The best we can come up with is to say that consciousness is the thoughts and sensations we all experience personally. Which means we don't yet have a way of establishing whether it exists in something else, such as a computer.

Going back to the easy problem; assuming the consciousness we take for granted in our fellow human beings is based on the same physical laws described in our physics and chemistry textbooks, we should be able to find a way to model it. Theoretically.

This was one of the things that kept mathematical legend Alan Turing up at night. His answer was to lay the groundwork for the modern computer.

While Turing dreamed of universal computing machines that would play chess better than world champions, his mind would probably be blown by the level of artificial intelligence we have today in the form of AlphaGo and DeepMind.

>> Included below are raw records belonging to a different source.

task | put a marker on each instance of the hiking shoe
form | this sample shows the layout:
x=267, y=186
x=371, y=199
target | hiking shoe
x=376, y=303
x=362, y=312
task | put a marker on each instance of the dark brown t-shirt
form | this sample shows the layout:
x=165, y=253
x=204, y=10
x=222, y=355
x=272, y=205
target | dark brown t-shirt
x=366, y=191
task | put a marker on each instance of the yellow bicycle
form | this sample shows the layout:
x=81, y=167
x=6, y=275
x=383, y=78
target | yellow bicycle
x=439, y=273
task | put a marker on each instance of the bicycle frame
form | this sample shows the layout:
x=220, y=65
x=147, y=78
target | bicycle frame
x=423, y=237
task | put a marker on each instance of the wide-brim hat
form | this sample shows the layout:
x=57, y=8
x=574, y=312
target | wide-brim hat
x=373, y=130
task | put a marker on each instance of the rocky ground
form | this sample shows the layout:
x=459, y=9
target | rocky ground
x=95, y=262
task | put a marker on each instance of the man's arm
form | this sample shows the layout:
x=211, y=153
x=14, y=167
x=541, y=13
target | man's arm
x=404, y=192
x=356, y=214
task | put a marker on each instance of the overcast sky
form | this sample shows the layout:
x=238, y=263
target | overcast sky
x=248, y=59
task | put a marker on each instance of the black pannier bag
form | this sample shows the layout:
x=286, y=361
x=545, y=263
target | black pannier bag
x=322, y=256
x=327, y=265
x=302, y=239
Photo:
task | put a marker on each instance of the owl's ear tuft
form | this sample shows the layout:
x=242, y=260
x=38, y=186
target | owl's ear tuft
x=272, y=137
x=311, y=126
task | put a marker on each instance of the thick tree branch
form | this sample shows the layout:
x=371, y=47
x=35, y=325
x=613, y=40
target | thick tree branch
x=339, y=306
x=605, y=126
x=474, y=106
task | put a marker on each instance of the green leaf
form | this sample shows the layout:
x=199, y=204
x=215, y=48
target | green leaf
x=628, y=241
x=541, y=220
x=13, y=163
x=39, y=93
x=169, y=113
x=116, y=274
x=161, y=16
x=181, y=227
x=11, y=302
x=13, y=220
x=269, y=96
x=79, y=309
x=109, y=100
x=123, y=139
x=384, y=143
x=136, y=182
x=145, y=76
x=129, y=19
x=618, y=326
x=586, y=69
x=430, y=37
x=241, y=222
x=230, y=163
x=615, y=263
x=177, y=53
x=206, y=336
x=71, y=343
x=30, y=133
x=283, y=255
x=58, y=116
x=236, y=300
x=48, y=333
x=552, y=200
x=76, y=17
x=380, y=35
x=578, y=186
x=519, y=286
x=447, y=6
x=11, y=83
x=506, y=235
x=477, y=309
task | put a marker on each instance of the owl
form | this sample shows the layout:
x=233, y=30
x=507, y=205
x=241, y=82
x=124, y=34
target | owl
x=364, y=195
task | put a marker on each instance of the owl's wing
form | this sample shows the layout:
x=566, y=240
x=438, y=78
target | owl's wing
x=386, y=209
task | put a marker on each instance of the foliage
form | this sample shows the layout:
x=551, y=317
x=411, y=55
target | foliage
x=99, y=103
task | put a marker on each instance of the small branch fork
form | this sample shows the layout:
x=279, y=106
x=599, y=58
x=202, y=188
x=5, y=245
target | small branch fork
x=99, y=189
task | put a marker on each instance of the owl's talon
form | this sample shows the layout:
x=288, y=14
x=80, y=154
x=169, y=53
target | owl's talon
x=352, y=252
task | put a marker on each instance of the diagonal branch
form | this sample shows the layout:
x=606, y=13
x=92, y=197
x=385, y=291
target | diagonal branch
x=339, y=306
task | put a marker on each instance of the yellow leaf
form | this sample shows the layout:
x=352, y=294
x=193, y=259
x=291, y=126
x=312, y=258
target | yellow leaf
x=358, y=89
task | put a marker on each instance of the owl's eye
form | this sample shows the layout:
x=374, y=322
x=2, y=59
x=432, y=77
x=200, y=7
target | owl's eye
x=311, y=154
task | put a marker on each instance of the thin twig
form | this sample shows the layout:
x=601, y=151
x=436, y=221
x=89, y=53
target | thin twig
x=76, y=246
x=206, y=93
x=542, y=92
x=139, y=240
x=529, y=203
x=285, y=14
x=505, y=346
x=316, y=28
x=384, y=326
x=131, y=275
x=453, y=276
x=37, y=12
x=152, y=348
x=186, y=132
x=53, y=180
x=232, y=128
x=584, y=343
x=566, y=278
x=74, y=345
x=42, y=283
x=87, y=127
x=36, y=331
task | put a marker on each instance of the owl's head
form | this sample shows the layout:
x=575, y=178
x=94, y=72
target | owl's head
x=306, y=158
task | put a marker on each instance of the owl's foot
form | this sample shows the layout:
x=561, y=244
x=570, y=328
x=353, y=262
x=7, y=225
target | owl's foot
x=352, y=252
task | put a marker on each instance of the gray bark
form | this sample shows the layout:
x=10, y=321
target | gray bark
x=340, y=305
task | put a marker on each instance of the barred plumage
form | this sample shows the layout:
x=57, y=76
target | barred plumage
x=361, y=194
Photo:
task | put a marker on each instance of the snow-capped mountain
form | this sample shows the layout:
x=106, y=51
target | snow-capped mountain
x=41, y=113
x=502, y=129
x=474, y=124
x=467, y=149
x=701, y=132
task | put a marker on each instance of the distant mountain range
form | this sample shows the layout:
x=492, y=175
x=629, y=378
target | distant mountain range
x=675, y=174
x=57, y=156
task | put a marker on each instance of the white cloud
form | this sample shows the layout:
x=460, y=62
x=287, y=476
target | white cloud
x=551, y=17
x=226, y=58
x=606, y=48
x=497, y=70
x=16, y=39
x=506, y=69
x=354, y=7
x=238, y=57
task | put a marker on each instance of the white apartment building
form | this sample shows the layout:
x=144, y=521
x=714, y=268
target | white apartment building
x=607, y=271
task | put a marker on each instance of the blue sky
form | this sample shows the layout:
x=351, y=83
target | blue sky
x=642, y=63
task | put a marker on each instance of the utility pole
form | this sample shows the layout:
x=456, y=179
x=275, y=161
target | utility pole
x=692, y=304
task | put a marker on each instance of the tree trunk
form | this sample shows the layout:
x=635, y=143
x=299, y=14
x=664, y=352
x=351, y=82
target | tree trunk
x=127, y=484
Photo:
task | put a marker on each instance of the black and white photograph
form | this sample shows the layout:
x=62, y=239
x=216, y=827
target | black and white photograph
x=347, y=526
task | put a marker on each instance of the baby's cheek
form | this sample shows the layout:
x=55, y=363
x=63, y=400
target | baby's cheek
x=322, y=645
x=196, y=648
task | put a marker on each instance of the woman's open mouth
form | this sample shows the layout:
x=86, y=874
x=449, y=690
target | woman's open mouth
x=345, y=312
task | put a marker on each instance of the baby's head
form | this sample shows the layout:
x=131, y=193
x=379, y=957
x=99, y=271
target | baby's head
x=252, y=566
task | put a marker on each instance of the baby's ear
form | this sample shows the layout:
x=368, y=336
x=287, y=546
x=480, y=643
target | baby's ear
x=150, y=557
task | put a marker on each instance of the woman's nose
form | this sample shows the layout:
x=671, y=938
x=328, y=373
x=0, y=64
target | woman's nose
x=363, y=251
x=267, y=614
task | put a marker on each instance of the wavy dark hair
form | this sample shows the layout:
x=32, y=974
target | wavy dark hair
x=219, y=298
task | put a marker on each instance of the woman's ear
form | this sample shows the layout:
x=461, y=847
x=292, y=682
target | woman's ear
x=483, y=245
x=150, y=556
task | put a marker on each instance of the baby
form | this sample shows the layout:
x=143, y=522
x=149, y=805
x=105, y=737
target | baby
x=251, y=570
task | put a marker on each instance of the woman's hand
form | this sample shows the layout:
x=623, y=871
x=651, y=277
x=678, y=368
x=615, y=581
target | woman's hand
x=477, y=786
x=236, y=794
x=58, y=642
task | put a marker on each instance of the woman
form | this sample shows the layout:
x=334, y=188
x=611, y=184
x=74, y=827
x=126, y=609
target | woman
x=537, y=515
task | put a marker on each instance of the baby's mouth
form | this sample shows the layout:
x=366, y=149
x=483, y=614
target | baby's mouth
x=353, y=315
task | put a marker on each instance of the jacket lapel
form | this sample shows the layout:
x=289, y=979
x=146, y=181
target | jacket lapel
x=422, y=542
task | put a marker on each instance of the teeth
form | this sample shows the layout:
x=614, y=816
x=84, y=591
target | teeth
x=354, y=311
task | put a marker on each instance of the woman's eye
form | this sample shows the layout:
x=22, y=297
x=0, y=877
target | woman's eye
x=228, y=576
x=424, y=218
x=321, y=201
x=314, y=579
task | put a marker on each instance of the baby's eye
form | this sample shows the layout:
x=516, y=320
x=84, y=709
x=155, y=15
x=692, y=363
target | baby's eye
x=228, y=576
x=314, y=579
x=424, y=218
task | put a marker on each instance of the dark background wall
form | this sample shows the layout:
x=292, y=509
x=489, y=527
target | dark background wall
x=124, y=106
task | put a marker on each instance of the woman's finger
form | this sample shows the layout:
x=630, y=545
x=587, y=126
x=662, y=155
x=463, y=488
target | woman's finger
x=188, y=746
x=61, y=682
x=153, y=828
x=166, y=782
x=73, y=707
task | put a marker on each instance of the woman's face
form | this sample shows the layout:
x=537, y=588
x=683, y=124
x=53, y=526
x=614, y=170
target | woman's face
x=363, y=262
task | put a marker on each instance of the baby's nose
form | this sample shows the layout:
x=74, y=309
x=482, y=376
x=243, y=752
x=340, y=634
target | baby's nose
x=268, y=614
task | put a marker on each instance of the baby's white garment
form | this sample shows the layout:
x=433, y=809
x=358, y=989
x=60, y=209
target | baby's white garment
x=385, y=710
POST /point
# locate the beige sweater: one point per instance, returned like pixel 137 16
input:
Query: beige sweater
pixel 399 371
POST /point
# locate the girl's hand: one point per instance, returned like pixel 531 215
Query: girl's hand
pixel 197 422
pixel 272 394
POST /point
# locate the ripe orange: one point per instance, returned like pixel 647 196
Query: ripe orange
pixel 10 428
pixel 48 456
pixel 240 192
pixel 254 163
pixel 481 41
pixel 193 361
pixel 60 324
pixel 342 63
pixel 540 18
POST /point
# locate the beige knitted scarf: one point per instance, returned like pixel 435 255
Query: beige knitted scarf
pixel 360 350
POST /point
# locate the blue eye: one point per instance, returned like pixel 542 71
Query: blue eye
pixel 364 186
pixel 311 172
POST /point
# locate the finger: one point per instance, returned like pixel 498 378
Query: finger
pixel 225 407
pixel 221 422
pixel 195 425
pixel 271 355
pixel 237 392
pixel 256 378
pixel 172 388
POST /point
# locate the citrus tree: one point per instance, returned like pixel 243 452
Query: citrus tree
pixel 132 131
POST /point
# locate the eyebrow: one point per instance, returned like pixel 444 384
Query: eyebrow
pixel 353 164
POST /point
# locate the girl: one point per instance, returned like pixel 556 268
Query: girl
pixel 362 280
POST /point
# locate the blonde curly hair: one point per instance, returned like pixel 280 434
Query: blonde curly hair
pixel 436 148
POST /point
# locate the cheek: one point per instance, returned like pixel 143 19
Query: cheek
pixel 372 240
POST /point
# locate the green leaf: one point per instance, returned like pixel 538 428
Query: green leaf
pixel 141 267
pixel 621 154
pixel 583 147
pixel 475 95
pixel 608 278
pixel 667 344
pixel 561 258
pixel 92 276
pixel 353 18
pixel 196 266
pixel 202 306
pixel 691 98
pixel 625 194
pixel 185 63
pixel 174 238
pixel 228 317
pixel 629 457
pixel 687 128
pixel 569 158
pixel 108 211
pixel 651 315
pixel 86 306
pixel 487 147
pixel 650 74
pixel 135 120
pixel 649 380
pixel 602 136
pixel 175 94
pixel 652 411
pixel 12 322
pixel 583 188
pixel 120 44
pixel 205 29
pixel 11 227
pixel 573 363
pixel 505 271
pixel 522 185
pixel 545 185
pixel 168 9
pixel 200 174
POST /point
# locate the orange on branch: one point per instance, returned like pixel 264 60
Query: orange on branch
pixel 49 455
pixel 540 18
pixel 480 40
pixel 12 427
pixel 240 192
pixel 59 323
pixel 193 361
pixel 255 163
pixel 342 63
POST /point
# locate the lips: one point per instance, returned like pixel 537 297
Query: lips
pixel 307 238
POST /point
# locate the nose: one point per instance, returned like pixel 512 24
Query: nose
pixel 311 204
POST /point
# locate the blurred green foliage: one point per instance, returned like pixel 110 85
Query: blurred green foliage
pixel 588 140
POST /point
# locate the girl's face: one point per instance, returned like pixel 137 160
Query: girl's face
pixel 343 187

As fantastic as these computational systems are, their extraordinary talents only barely overlap with our own cognitive abilities - they can solve problems at ridiculous speeds, but they still don't know they can solve problems.

Could we make a few tweaks in the near future to make them wake up and possibly daydream the demise of human civilisation?

To answer this, three researchers broke consciousness into three categories.

They called the lowest category C0, equating it with the problem solving our brains do without our awareness.

If you've ever driven home from work through peak hour traffic, only to realise you have no recollection of the journey and your fuel light is now blinking, you might appreciate the C0 of the human brain.

Computers can do this well enough, as reflected in the imminent driverless vehicle revolution.

But it's a stretch to call that 'consciousness' in any real sense, which brings us to the next category, C1.

"It refers to the relationship between a cognitive system and a specific object of thought, such as a mental representation of "the fuel-tank light", the researchers write.

In C1, that object of thought is selected for global processing, moving it out of a narrow relationship into one that can be manipulated under various contexts.

That blinking fuel light can be modelled under C1 not only as a single problem, but a concept that can be evaluated, prioritised, and solved – or not – in a time-related fashion.

The final category of C2 is like a supervisor looking down from the mezzanine floor, aware of the tasks at hand. It covers what we call 'meta-cognition' – a sense of knowing what we know.

C1 can take place without C2, and vice versa. But according to the researchers, neither system has an equivalent in machine intelligence. Not yet at least.

The researchers speculate that C1 evolved as a way to break the modularity of unconsciousness processes.

Recent advances in microchips that can both store and process information like human brain cells could potentially play such a role in revolutionising existing modular technology.

To put it to work, we'd need to learn more about how our own brains create their own global workspace – architecture that gives rise to what we think of as our awareness.

To develop C2 technology, the researchers suggest various processes, such as some that apply probability to decision making, and others that hold some kind of meta-memory to establish a line between what is known and what isn't.

While the report doesn't provide a clear blue-print for next generation AI, it does argue that it's entirely possible to build conscious-like machines based on our own mental hardware.

We might have to wait a little longer for those murderous replicants, it seems.

But if this research is anything to go by, they're still on their way.